I have an update on this spec.
I am willing to use Keras, and Keras include a lot of similar module with PyTorch.
I am very concerned how I need to convert a class based code(PyTorch)
import torch
import torch.nn as nn
from torch.nn import CrossEntropyLoss

class BERTEmbeddings(nn.Module):
def init(self, config):
super(BERTEmbeddings, self).init()
"""Construct the embedding module from word, position and token_type embeddings.
"""
self.word_embeddings = nn.Embedding(config.vocab_size, config.hidden_size)
self.position_embeddings = nn.Embedding(config.max_position_embeddings, config.hidden_size)
self.token_type_embeddings = nn.Embedding(config.type_vocab_size, config.hidden_size)

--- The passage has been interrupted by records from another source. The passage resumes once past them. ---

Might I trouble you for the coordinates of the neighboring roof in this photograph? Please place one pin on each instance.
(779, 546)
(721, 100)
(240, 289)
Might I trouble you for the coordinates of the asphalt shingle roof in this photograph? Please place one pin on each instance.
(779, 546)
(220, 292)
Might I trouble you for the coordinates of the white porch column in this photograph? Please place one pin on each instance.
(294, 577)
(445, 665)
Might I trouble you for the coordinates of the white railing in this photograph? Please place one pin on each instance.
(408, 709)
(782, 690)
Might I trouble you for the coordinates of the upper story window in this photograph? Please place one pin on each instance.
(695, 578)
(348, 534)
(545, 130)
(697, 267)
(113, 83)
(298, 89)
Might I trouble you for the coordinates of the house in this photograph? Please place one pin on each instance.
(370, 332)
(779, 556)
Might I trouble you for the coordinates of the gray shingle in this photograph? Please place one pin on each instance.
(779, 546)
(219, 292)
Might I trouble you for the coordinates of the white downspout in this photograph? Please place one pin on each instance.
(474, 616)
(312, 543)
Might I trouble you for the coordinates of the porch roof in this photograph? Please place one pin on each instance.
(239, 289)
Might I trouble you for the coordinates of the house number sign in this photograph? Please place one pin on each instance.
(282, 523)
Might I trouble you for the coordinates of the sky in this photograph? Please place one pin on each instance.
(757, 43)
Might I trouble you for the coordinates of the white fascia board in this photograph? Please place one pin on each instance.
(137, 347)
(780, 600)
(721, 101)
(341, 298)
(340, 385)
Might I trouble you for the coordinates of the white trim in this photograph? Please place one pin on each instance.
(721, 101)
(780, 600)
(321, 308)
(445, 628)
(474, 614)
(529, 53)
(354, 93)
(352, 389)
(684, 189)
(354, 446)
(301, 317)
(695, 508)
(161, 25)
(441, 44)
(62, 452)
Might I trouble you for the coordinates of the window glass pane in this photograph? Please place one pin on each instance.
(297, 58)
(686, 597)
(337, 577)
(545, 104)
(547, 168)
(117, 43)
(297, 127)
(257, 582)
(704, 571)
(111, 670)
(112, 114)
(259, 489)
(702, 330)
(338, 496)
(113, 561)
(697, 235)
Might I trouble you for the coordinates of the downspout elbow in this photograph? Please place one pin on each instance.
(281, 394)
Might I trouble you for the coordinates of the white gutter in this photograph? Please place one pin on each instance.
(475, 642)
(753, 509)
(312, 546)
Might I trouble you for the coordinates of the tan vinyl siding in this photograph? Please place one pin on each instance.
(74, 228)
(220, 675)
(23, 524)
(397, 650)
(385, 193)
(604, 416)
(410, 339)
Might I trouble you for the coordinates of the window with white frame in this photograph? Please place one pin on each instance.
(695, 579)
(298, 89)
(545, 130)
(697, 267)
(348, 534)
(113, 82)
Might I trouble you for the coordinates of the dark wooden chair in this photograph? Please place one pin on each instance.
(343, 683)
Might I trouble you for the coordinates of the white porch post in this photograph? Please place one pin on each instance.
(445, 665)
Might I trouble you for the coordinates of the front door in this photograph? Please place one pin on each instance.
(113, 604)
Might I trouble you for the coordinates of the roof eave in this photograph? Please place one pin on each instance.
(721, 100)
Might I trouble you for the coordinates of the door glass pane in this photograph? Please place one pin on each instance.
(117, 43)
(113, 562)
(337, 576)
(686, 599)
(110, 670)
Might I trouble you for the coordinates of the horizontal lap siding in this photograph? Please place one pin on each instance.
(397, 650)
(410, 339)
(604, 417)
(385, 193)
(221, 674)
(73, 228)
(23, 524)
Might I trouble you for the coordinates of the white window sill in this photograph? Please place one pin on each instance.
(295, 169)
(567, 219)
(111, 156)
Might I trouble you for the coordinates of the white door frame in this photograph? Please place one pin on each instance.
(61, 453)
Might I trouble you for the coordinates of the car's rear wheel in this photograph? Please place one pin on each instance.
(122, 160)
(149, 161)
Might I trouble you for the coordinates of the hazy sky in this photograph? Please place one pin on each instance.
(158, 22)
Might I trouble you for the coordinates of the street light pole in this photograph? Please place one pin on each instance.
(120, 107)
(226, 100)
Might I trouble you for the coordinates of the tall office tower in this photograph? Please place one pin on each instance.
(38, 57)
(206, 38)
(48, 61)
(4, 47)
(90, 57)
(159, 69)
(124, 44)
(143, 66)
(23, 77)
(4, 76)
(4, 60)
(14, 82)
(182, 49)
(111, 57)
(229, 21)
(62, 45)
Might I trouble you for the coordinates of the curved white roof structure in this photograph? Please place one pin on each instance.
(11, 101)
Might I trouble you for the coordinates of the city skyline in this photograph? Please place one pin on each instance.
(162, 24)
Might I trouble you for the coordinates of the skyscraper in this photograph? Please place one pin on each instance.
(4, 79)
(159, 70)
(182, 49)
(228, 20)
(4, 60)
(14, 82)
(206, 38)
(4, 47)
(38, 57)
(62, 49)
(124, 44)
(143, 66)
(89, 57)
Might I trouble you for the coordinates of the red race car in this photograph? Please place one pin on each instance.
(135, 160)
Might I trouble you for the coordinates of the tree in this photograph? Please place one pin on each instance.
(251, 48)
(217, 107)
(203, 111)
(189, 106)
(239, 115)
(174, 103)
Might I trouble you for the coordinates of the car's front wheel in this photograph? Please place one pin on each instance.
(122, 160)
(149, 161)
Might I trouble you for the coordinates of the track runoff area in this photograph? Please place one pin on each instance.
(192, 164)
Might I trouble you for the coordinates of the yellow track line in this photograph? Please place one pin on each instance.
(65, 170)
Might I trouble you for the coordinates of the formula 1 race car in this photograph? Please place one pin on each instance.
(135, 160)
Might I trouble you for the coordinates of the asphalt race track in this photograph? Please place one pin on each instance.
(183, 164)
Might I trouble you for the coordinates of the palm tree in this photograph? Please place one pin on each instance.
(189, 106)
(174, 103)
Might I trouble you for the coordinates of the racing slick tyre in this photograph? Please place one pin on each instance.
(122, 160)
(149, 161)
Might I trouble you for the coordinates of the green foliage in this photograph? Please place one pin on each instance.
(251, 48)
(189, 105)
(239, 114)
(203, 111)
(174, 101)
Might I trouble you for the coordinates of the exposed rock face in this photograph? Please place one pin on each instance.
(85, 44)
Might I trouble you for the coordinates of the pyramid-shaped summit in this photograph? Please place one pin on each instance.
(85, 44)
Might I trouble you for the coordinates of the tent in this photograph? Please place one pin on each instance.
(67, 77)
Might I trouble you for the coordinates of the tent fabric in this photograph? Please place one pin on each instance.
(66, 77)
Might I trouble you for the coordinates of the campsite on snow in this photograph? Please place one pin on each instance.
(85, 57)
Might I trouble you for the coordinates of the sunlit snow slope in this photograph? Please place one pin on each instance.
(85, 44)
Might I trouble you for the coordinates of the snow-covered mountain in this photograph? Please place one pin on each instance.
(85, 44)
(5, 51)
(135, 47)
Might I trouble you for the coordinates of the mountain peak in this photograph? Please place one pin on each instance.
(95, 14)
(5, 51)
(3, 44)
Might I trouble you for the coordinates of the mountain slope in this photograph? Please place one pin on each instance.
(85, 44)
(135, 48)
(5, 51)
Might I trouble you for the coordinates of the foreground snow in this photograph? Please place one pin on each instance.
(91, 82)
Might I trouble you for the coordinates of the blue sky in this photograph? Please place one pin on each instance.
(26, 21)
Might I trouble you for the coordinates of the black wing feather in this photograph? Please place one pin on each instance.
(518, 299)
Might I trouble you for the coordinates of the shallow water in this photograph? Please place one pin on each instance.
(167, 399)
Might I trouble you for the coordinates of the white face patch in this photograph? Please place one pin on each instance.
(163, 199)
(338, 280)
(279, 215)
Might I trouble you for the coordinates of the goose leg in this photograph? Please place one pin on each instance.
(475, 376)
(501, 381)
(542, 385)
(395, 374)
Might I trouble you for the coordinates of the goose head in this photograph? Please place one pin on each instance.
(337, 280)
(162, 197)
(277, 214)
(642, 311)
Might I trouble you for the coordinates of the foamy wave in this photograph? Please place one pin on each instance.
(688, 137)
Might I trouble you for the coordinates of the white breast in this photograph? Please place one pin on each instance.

    # self.LayerNorm is not snake-cased to stick with TensorFlow model variable name and be able to load
    # any TensorFlow checkpoint file
    self.LayerNorm = BERTLayerNorm(config)
    self.dropout = nn.Dropout(config.hidden_dropout_prob)

def forward(self, input_ids, token_type_ids=None):
    seq_length = input_ids.size(1)
    position_ids = torch.arange(seq_length, dtype=torch.long, device=input_ids.device)
    position_ids = position_ids.unsqueeze(0).expand_as(input_ids)
    if token_type_ids is None:
        token_type_ids = torch.zeros_like(input_ids)

    words_embeddings = self.word_embeddings(input_ids)
    position_embeddings = self.position_embeddings(position_ids)
    token_type_embeddings = self.token_type_embeddings(token_type_ids)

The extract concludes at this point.